2) Nuclear speckles completely break down and then re-assemble during mitosis. This event might transiently hide or reveal epitopes that might be recognized by SC-35. We haven’t addressed this issue in this manuscript.

We therefore added the following statement to clarify these points:

“It is important to note that these results were obtained from unsynchronised human cells, which are mostly at the interphase stage of the cell-cycle. mAb SC35 might recognise additional targets in mitotic cells or cells derived from non-mammalian species.”

4) Since the 1990s it has been widely known that the SC-35 mAb has very limited specificity for denatured proteins and was not suitable for immunoblots (see abcam page for ab11826). Indeed, the assumption has always been that it recognizes a folded epitope. Therefore, the use of western blots to conclude anything about the specificity of this antibody is questionable at best, inappropriate at worst. The authors need to address this concern and adjust the manuscript accordingly.

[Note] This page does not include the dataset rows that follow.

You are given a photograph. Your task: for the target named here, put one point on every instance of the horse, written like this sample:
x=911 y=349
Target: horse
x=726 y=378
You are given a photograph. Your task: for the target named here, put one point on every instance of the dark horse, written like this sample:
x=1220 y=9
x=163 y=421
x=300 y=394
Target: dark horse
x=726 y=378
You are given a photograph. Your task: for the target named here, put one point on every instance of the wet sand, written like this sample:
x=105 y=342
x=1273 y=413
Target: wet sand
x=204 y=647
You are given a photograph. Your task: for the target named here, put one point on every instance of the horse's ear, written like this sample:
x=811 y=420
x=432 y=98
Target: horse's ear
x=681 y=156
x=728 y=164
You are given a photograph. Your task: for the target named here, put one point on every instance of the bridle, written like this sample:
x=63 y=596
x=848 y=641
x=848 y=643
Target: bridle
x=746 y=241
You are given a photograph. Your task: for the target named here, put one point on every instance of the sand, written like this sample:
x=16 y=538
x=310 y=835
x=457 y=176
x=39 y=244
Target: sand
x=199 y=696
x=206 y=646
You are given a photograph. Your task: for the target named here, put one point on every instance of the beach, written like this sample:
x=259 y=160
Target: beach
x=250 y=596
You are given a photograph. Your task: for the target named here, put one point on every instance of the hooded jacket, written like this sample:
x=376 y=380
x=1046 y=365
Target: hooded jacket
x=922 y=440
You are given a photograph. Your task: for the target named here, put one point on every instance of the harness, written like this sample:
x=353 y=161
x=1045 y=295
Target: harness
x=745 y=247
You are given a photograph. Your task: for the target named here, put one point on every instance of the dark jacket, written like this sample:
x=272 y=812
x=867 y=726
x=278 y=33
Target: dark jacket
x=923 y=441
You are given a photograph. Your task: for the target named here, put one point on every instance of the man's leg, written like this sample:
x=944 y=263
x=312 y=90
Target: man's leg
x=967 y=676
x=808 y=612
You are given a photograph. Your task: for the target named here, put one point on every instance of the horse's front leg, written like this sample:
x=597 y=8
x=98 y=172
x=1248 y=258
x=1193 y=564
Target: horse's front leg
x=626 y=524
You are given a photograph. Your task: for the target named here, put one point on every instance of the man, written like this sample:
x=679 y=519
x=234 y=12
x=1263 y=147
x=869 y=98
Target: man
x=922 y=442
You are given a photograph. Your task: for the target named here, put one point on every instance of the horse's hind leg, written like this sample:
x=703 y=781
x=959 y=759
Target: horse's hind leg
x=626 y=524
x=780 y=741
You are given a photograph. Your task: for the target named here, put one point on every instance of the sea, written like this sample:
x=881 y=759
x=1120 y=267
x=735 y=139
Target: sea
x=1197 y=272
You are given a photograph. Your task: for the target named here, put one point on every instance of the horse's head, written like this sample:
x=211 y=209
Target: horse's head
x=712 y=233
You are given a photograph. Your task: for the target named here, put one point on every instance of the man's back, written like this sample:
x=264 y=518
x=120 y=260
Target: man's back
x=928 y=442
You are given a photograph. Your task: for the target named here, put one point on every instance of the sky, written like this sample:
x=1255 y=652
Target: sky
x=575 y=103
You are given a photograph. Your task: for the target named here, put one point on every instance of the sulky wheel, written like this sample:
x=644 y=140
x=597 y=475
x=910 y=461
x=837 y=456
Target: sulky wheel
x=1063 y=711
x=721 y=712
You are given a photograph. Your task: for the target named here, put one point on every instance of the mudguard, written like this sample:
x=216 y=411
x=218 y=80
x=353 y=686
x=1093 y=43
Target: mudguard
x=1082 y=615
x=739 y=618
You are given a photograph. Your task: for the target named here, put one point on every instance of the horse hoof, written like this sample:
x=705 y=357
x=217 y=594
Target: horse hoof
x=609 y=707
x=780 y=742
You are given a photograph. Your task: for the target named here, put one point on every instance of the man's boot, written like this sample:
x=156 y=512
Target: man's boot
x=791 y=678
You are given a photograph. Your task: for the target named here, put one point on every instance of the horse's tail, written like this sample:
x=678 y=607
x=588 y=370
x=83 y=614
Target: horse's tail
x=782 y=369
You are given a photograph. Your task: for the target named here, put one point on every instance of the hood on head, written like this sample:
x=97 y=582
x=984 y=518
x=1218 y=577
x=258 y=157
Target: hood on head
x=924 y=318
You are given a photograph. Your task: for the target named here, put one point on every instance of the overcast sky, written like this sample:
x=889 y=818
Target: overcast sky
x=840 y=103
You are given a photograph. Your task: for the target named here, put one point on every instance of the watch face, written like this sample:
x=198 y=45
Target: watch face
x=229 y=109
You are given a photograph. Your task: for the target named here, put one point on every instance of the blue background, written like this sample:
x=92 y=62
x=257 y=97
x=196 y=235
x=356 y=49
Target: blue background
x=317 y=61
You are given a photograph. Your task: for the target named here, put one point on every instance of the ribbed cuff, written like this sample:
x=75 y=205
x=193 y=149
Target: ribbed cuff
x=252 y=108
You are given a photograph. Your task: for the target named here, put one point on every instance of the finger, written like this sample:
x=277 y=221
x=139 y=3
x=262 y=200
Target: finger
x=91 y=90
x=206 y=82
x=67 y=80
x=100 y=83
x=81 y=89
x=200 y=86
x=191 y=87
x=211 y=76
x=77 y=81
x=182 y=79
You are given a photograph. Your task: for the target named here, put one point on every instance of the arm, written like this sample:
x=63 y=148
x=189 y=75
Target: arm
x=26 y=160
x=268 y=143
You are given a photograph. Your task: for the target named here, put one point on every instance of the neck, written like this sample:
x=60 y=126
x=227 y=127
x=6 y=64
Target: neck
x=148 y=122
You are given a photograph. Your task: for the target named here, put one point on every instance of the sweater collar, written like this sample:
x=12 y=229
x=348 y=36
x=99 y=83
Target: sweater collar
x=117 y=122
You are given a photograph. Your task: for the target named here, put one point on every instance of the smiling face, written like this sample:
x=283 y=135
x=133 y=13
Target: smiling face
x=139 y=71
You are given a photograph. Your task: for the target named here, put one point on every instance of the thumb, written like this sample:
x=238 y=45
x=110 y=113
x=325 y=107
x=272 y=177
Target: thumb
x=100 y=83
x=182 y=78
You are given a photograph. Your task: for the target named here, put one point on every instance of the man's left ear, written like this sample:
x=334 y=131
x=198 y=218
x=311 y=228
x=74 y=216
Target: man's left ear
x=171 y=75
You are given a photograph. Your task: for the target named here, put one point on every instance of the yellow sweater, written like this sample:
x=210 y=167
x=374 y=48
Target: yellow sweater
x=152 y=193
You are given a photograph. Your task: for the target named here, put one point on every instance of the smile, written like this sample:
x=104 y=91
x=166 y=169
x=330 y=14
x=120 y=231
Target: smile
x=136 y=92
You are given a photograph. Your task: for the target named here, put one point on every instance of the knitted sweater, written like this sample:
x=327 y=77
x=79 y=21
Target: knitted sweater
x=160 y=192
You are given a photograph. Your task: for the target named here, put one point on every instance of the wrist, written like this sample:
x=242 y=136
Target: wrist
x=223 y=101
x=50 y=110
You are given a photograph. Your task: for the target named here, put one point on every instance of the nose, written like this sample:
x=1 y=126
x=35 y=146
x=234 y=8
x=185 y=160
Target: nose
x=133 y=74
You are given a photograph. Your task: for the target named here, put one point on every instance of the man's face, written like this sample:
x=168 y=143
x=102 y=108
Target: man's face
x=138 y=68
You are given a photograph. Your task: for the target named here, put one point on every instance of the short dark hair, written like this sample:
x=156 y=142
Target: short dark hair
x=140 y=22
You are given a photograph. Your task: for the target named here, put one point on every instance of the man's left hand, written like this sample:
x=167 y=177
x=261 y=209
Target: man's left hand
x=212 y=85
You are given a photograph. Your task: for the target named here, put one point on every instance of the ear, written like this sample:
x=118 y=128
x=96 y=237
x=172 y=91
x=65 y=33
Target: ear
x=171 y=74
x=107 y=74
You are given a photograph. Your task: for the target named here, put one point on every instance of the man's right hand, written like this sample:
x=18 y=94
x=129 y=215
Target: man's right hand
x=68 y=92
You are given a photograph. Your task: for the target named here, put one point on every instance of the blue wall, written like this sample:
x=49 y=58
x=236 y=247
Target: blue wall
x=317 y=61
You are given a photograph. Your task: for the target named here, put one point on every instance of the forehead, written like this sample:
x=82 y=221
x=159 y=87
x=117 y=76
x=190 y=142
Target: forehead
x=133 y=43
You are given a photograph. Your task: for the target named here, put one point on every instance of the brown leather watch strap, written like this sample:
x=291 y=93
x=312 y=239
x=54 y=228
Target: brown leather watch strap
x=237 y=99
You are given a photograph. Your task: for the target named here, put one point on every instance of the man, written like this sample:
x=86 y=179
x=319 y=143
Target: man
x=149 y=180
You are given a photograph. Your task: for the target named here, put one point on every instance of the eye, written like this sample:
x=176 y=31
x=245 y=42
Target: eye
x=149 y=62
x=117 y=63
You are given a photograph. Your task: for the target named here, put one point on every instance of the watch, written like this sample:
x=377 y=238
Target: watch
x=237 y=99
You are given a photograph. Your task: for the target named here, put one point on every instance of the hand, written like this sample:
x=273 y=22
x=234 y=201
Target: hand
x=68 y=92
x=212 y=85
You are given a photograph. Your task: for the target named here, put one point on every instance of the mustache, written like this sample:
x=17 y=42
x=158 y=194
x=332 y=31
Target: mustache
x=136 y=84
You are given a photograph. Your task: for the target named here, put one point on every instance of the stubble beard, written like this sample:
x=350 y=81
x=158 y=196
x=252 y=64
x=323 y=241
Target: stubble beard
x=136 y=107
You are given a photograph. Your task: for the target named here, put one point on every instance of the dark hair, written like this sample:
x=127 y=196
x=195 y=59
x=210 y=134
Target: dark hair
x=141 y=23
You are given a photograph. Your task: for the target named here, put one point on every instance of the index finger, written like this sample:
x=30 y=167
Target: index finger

With all due respect to all previous researchers that have used mAb SC35 and published their results, we think that the specificity issue has probably become unnecessarily convoluted due to the initial inaccurate characterization. abcam’s recommendations highlight the issue in an interesting way. In the old marketing images, abcam shows a single band in a total lysate prepared from HEK293 cells:

https://www.abcam.com/ps/products/11/ab11826/reviews/images/ab11826_49518.jpg.

However, producing such an image, in our experience as we have also reported in the manuscript, is only possible under non-ideal western-blotting conditions i.e. when the transfer is not adequate to reveal proteins with large molecular weights. Intriguingly, a customer (not us) complains about an improper WB result obtained with this antibody (with a 2-star rating):

https://www.abcam.com/sc35-antibody-sc-35-nuclear-speckle-marker-ab11826/reviews/68414?productWallTab=ShowAll

It looks like an unexplainable high-molecular smear without the information that we provide in our manuscript, but in light of it, it’s clear that protein stained here is SRRM2.

In our experience the antibody works perfectly fine for western blotting, and very specifically and robustly reveals SRRM2 at ~300kDa, as long as the immunoblotting conditions are optimized for large proteins. We also show that bulk of the signal around 35kDa originates from SRSF7, however as indicated by the other reviewer’s comments, and also previous research, the antibody probably cross-reacts with other proteins as well with varying degree.

In this sense, the antibody can be used for immunoblotting, but pretty much any result obtained from such an experiment must be verified with an independent antibody or independent methods, which we did in this manuscript.